I have 2 different pipelines:
1) Model X ran on data Y. I run this model 10 times (on the same data) and then use the Average operator on the performance vectors. I run it 10 times because the data is small and I wish to obtain a better performance measurement (regression) of the model. My measurement of choice is RMSE, which I expect it is averaged by the Average operator which is exactly what happens. But what does the +- represent? Testing in Python, does not seem to be min/max, nor std, nor 95/97/99 confidence interval. Furthermore, peculiarly, converting the vectors to data (before average) they show negative variance. This does not seem right.

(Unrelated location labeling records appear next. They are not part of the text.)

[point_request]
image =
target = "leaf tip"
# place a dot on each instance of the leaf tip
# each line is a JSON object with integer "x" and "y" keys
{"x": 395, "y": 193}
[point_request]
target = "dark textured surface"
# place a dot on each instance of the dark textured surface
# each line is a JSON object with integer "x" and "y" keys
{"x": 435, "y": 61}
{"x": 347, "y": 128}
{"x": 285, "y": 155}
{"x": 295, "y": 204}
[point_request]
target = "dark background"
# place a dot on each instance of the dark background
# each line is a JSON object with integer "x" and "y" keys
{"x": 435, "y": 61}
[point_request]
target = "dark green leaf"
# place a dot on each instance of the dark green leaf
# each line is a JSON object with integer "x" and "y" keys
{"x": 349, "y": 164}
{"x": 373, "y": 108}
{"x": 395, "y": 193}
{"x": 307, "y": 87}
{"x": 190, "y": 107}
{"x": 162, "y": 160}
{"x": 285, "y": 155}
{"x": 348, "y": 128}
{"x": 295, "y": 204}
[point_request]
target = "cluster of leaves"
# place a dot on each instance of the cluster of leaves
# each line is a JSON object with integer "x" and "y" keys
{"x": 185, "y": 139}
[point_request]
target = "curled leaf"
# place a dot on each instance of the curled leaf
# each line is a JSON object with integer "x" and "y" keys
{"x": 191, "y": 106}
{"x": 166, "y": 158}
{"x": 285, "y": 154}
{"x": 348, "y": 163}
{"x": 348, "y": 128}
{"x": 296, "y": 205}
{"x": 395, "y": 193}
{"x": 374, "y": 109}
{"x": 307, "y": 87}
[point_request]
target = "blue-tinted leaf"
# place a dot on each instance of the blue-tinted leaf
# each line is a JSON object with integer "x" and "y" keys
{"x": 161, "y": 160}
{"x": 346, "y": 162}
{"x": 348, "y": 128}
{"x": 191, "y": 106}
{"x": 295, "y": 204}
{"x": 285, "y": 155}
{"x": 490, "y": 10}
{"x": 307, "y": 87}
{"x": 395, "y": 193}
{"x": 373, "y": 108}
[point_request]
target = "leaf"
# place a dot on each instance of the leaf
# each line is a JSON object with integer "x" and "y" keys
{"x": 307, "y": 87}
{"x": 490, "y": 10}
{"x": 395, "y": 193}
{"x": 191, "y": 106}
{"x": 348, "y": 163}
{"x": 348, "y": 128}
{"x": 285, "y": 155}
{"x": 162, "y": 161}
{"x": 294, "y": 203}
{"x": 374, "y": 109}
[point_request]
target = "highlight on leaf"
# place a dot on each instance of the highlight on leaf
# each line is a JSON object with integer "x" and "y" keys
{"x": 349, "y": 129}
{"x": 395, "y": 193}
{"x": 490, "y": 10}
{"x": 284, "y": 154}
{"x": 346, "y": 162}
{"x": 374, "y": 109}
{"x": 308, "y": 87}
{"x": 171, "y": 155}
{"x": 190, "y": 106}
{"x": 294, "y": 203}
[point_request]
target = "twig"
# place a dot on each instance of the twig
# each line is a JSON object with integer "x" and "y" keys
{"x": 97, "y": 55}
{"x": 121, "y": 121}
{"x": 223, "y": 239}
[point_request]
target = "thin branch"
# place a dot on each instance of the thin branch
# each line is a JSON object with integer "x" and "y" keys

2) Model U ran on data V1-V22 to get 22 models (each dataset corresponds to a person and I want to measure the 'average predicting power' when the model is trained only on the given person). Again, I use the Average operator on the performance vectors and the same observations from 1) apply (namely, the negative variance and mysterious +-). However, on the same reasoning as in 1), I want to run this 10 times for a more 'real' average performance (i.e. rmse). This time, converting the perf. vectors to data before averaging shows both positive variance and std; but the 'average' is no longer just the mean of the performance values! Values in the min/max range 0.550-0.589 produce 'average' 0.609.
tl;dr: what does averaging performance vectors do exactly under the hood (precisely regarding +-)? Why do I get weird results?